Et d’abord: avant ou après le diagnostic ?

  1. Le diagnostic n’est a priori nécessaire que pour la demande de reconnaissance d’ALD (Affection de Longue Durée) auprès de la caisse d’asurance maladie. En effet, la « psychose infantile » (sic!) fait partie de la liste des maladies ouvrant droit à cette reconnaissance.
  2. Le diagnostic est demandé dans le certificat médical pour toute demande auprès de la MDPH (AEEH, AVS, etc.). Mais l’essentiel d’après le mode d’emploi du certificat médical: « Il vous est donc demandé, en tant que médecin, d’apporter non seulement des éléments concernant le diagnostic de la ou des affections dont est atteint votre patient, mais également un éclairage sur les éléments dont vous avez connaissance et qui représentent des obstacles ou des facilitateurs dans sa vie quotidienne, familiale, sociale et le cas échéant scolaire ou professionnelle. » (Guide pour l’utilisation du Certificat médical à destination de la Maison départementale des personnes handicapées)
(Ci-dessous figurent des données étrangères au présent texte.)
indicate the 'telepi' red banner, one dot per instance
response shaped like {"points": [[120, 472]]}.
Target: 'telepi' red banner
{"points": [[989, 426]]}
  3. Le diagnostic est demandé dans les certificats médicaux pour la demande d’Allocation Journalière de Présence Prentale. Mais l’essentiel est la description des soins et de la présence nécessaire des parents. (Demande d’allocation journalière de présence parentale)
  4. Les recommandations europénnes et françaises établissent que les prises en charge doivent commencer dès qu’il y a suspicion de TED – sans attendre la confirmation ou l’infirmation du diagnostic. Nous ne sommes pas dans un sytème d’assurance privée à l’américaine, où les contrats d’assurance établissent ce qui peut être soigné ou non.

N’attendez pas qu’émerge votre désir d’avoir une aide! On ne mendie pas un juste droit!